Les recommandations 2/2
Il n’est donc pas étonnant qu’en 2006, la HAS reporte une sous-utilisation des échelles ayant beaucoup d’items : dans des services de soins volontaires pour être certifiés, seulement 11 % des patients ayant des troubles de la communication verbale avaient été hétéro-évalués de façon systématique.
Malheureusement, chez un sujet âgé, lorsque la détection de la douleur n’est pas réalisée et que par conséquent cet état se prolonge, le retentissement est important sur sa qualité de vie (activité physique, activités sociales…).
La situation peut devenir rapidement préoccupante en termes de morbi-mortalité (risque de perte d’autonomie, d’aggravation du déficit cognitif, de détérioration psychique : anxiété, dépression).
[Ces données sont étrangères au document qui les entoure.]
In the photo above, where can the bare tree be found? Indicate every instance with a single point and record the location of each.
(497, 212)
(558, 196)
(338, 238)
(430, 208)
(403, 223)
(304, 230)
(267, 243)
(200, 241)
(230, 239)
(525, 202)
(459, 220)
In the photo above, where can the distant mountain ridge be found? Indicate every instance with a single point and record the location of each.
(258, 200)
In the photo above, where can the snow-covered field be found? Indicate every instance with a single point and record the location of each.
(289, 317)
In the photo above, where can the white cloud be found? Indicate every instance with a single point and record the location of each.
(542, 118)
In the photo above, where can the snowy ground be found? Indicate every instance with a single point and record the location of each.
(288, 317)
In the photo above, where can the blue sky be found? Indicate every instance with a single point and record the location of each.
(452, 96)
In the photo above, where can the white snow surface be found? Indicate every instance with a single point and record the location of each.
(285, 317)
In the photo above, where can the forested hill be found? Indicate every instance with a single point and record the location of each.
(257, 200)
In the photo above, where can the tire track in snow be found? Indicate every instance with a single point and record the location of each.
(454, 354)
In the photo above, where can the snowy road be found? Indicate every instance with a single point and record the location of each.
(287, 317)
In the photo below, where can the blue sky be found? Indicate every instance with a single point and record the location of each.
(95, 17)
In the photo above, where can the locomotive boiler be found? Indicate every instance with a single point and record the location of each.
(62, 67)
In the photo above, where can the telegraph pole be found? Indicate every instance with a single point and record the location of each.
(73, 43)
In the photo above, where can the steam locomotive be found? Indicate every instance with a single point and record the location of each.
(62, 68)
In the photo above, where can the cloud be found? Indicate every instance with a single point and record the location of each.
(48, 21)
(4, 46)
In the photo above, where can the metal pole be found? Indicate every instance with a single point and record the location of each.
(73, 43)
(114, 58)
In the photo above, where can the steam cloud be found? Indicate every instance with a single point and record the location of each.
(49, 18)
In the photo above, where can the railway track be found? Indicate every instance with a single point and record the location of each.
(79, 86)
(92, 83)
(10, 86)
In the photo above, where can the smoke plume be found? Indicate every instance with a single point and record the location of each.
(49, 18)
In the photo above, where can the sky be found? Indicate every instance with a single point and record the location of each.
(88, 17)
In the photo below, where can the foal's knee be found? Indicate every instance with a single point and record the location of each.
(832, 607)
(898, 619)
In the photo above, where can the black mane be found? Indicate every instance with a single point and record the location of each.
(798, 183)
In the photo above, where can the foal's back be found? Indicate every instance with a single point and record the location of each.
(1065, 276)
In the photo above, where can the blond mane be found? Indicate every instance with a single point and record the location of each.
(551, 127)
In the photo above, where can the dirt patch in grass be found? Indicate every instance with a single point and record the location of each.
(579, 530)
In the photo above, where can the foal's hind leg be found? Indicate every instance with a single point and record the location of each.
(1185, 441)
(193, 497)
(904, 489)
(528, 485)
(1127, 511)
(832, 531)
Les résultats d’interviews réalisées par le collectif Doloplus (non publiés) ont mis en évidence que cette sous-utilisation pouvait être en rapport avec :
– des difficultés pour utiliser les échelles surtout pour l’évaluation de la douleur aiguë (23 %)
– le temps nécessaire pour la cotation (17 %)
– la nécessité de recourir à des informations complémentaires pour apprécier le sommeil, l’appétit…, ce qui nécessite une connaissance préalable du patient (15 %)
– la réticence pour une utilisation répétitive (11 %)
– la nécessité d’un entraînement spécifique avant utilisation (11 %).
En résumé, au moment d’évaluer la douleur d’un patient âgé en particulier ceux présentant des troubles cognitifs à type de démence, choisir quelle échelle comportementale utiliser devient problématique pour le soignant d’autant plus qu’une douleur aiguë est fréquemment associée à une douleur chronique.
Il peut en effet :
– soit utiliser des échelles courtes comme Algoplus®. Leur utilisation est généralement bien acceptée par les soignants car, étant de passation rapide, elles présentent en effet l’avantage de ne pas entraîner de surcharge de travail. Elles exposent cependant au risque de faux négatifs surtout en long séjours: ainsi par exemple, l’échelle Algoplus® a une sensibilité quasi parfaite (96 %) pour détecter la douleur en court séjours ce qui était un de ses objectifs, mais l’échelle est nettement moins performante en long séjours (seulement 69 % de sensibilité)
– soit utiliser des échelles plus complètes comme Doloplus®, ECPA ou PACSLAC. Leur plus grande sensibilité pour détecter la présence d’une douleur est un grand avantage mais elles présentent le risque majeur d’une sous utilisation (cf., plus haut).
Aussi, afin de faciliter ce choix au quotidien et améliorer la prise en charge antalgique du patient âgé, il peut être judicieux de disposer d’un arbre décisionnel simplifié comme cela est déjà proposé pour l’évaluation de la douleur des personnes âgées admises dans les services d’accueil des urgences.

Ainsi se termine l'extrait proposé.